特に「ノーラン監督の素が出ちゃってる」のではないか、という点について妄想力豊かに書いていきたいと思います。

 

『インセプション』、夢とか現実とか虚構とか妄想とか、

あるいはアイデアとか創造とか神の定義とか、そういう「高尚」な方に文脈を辿っていくと沼にはまるといいますか、それこそ「Limbo」に落ちてしまいますので、どこまでもあっさりいきたいと思います。

 

監督の素が出ちゃってる件:その①は

本作のミッションである「夢によるアイデアの植えつけ」は、そのままズバリ、映画製作者としてノーラン監督がやっている行為そのものだということです。

 

夢世界の創造は、設計師や偽造師、調合師などというメンバー招集、チームビルディングから始まる。

監督を筆頭に、脚本家やカメラマン、編集者、作曲者などのメンバー招集が必須であり、その顔ぶれいかんが作品を左右する映画作りと全く同じ。

 

そして、夢世界の創造で語られる言葉

「構造のトリックで夢の境界をごまかす」とか「(記憶の再現は)細部はいいが全体はダメだ」とか「"いい線"それじゃ物足りない」とか「緻密さより、自然に受け入れることが大事だ」とか…

シナリオ作りや、映画の製作過程で飛び交っていそうな言葉が満載です。

 

出来上がった夢世界(緻密な多層構造)も、ノーラン映画そのものという感じ。

 

主人公のコブとは、ノーラン監督本人が多分に投影された人物であり、

『インセプション』という映画自体が、「途方もない考えに取り憑かれた男」ノーラン監督の、映画『インセプション』製作のメタファーになっている。そういう鏡合わせの関係にあると思うんですね。

 

もう一つ挙げると、夫婦で夢世界を創り上げるという、コブとモルの関係。

これはもう、まんまなんですよね。

『インセプション』の製作者としてクレジットされているエマ・トーマスとは、ノーラン監督の奥さんですから。

(まあ実際には、映画のようなこじれた関係ではないと思いますが、、)

 

コブとモルが何年もかけて夢世界を創り上げたように、

ノーラン監督も夫婦で映画を作っている。

 

そして、ポロリと発せられるセリフ。

「神になった気がしたよ」

 

ああ、出ちゃった(笑)

 

これ以降の作品は、どう見たって映画という時空間の神(創造主)として、ノーラン監督は君臨していますからね。

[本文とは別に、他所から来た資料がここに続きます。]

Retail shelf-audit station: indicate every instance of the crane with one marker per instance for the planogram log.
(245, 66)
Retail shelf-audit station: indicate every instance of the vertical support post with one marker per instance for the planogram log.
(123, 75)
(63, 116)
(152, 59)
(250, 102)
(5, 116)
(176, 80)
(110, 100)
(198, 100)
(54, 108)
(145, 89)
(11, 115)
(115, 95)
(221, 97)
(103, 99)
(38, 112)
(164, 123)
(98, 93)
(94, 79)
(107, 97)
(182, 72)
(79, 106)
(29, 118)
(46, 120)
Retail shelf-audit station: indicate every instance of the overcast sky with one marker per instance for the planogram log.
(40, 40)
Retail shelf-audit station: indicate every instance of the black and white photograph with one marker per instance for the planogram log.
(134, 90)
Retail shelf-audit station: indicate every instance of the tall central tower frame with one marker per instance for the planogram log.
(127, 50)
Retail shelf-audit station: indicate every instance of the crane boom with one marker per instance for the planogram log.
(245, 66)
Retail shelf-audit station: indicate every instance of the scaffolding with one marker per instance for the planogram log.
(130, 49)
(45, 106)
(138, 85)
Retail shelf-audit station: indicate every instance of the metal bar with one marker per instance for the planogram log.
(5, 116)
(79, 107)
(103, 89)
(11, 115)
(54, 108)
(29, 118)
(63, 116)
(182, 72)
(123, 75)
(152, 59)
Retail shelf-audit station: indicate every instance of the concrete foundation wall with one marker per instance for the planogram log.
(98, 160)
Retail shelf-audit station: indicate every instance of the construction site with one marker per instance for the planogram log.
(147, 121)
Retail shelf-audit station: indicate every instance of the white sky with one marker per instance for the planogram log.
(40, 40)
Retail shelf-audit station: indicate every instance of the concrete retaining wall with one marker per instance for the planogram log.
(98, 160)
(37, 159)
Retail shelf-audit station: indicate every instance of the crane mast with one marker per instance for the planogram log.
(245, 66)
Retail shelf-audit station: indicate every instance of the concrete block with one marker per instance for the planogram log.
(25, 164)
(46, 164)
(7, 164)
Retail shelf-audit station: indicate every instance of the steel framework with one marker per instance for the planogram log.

この時点でもう片鱗(というか素)が出ちゃってると。そういう観方をしてもいいんじゃないかと思うんです。

(そう考えると、映画のタイトルがインセプション(=開始点・発端)であることが、少し感慨深く見えます)

 

ちなみに、この映画にはノーラン監督の息子さんも出てきます。

ジェームズ・コブ。冒頭や最後の映像等々で出てくる、コブの息子。

あの役者はマグナス・ノーラン君。ノーラン監督の正真正銘の息子さんなんですね。

 

なのでもう、『インセプション』は修辞的にも実質的にも、ノーラン監督のもろもろが多分に投影された映画と言っていいのです。

 

そして、コブがノーラン監督の投影だと考えると、

あの映画のラスト、トーテムが回って、ここは現実なのか夢なのか?という問いに対して、「夢だ」という回答(というか妄想)を導くことができます。

 

恐らく、あれは「がけの上のおうち」を作ったというジェームズ君の夢なのではないかと。

なぜなら親にとって、子供とは夢であり、物語の発端であり、支配者であり、その意味で神のような存在と言えると思うので。

子供の夢に翻弄されるパパ・ノーランの素が出ちゃったんです。きっと。